また、メガネを常用している人がHMDを使うときメガネを着用し、その上からHMDを装着できるようにするには、HMDサイズを大きくする必要がある。メガネを外してHMDを装着すると、ぼやけた画像を見ることになる。
上記の焦点が合わないことで生じる問題に対し、ピンホールを用いたパンフォーカス化による対処は容易に考え付くが、その場合は画像が極端に暗くなり、視野も狭まってしまう。
【0007】
特許文献1のようにHMDより大型の表示装置を想定し複数ピンホールを用いたものでは、瞳とピンホール間の距離が長いためピンホール間隔と画素ピッチを同程度にすることが容易で、画像全体をそれなりの解像度で表示できる。
【0008】
ところが、上記特許文献1に記載の技術をHMDにそのまま適用した場合は、ピンホールまたはシャッタ機構と目の距離が近いため、ピンホール間隔をあまり小さくすると表示素子上の1点から出た光が複数のピンホール経由で目に届いてしまい、パンフォーカス効果が無くなってしまう。

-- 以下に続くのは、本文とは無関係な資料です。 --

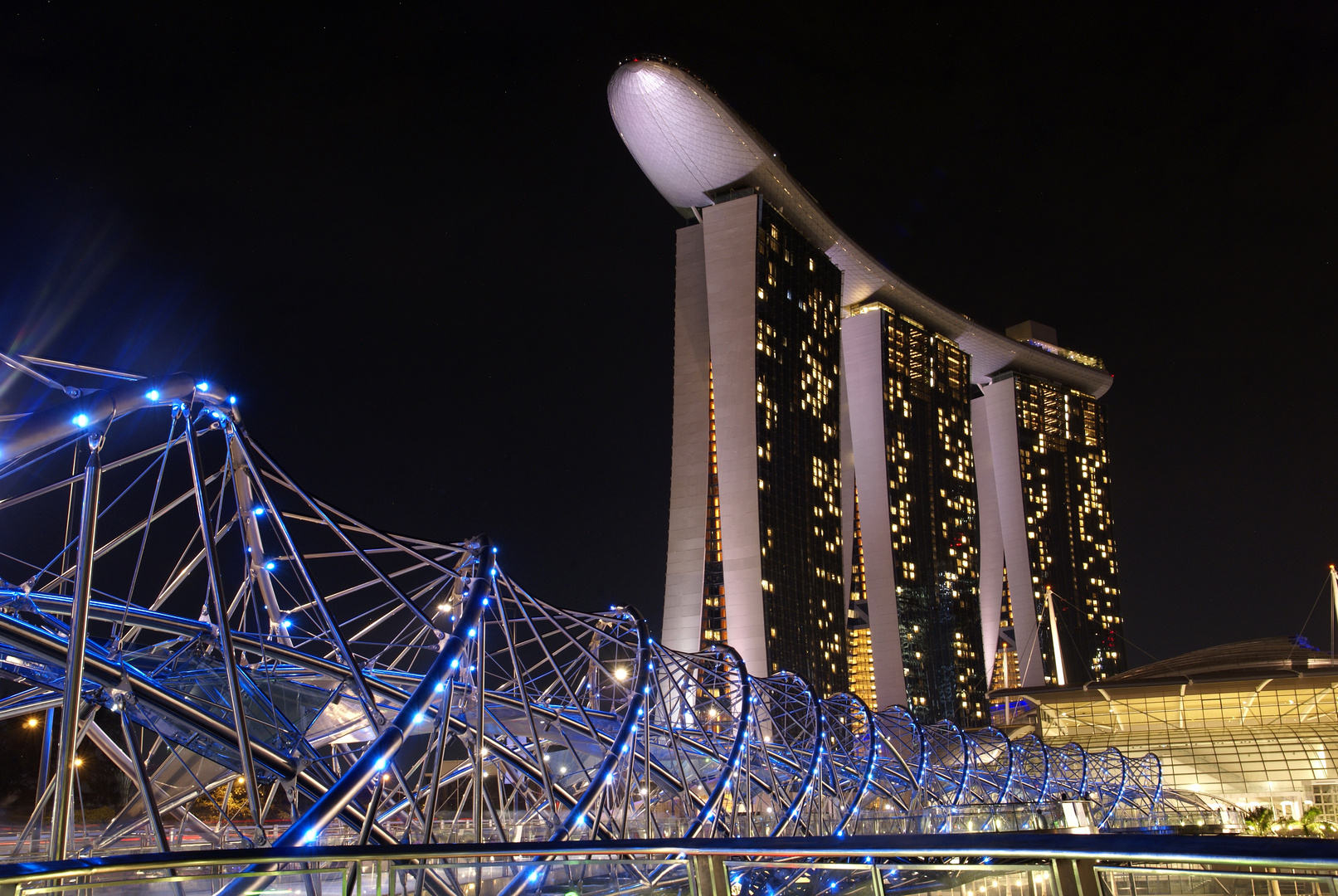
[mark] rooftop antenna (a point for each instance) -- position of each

かといってピンホール間隔を表示素子の画素間隔より大きくした場合は、網目越しに覗いたような細かく分割された画像表示になってしまう。
【0009】
本発明は、上記した問題がない、あるいは軽減されたヘッドマウントディスプレイを新たに提供するものである。
【課題を解決するための手段】
【0010】
本発明に関わるヘッドマウントディスプレイは、表示素子と、シャッタ機構と、表示制御部とを有する。
前記シャッタ機構は、複数の光学的な局部開口の形成を制御するものである。シャッタ機構は、装着時に想定される両眼の瞳の位置と大きさをもつ瞳想定領域と前記表示素子との間に複数の光学的な局部開口を介在させる。そして、当該局部開口の位置を時間とともに高速で切り換える。

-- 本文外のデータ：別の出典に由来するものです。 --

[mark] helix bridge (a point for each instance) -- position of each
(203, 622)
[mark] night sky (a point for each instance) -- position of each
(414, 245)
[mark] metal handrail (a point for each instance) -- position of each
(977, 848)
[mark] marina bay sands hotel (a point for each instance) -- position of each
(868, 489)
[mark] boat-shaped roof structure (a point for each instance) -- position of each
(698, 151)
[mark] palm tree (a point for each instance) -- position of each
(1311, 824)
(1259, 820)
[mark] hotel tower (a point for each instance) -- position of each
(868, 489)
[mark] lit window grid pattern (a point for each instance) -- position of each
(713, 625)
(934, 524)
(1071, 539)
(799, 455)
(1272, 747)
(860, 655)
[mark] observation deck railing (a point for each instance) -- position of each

前記表示制御部は、前記表示素子の表示面における部分的な画像の表示位置を前記シャッタ機構の前記局部開口の位置に同期して高速に切り替える。
【0011】
以上の構成によれば、局部開口同士の距離を、同時に2以上の局部開口を通した線状画像光が瞳に届かないように大きくしても、局部位置の高速切り替え動作によって局部開口が離れていることによる画像光の強弱等のムラがない。また、局部開口に同期して局部開口を通すべき部分的な画像表示が行われる。この表示範囲が狭い部分的な画像は、対応する1つの局部開口を通ったときだけ瞳位置を規定する瞳想定領域に届く。他の局部開口を通っても、その先には瞳がないため画像の視認には影響しない。

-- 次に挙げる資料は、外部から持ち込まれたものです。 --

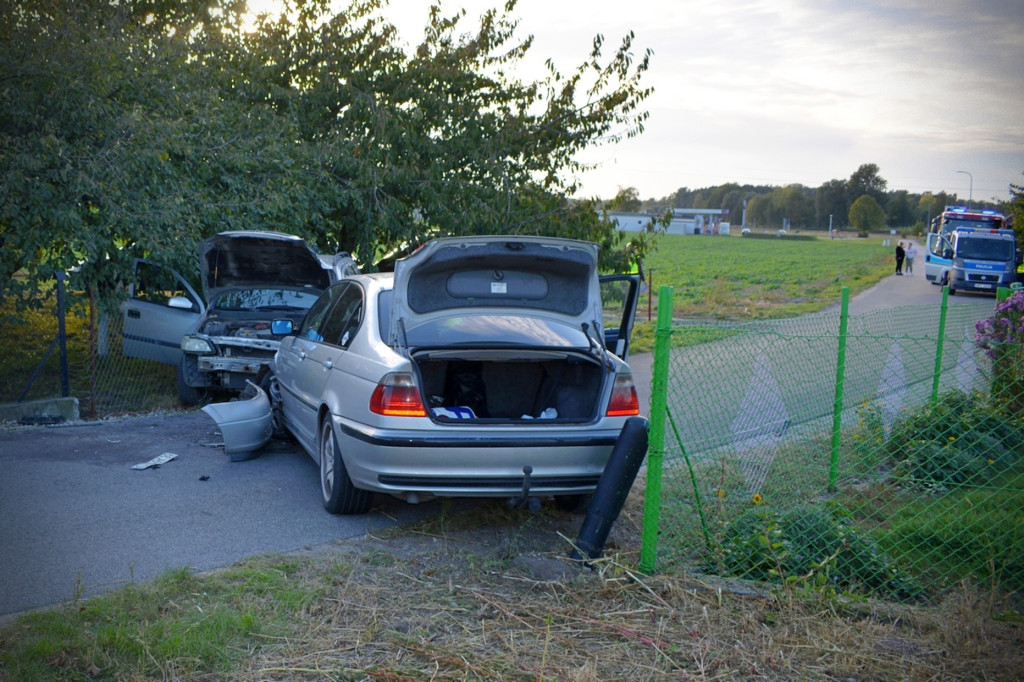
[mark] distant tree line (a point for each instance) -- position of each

このような局部の画像光で表示画像をスキャン表示させると、ある短い時間だけ瞳に届く各画像光は線状であり、視認画像は、このような多数の線状画像光の集合として見えるため、ピントがぼけた画像とならない。
【発明の効果】
【0012】
本発明によれば、3D表示を行うHMDにおける輻輳角と焦点距離の矛盾による問題を軽減でき、またメガネを併用する必要性や焦点距離調整の必要性が少ないヘッドマウントディスプレイを新たに提供することができる。
【図面の簡単な説明】
【0013】
【図1】第1の実施形態に関わるHMDの概略構成図(上面視)である。
【図2】シャッタ機構の局部開口の開口制御法を例示するための模式図である。
【図3】シャッタ機構に設けられた複数の局部開口を通る光路を示す説明図である。
【図4】第2比較例の大型ディスプレイを用いたマルチピンホール表示方式における1ピンホールの視野サイズの説明図である。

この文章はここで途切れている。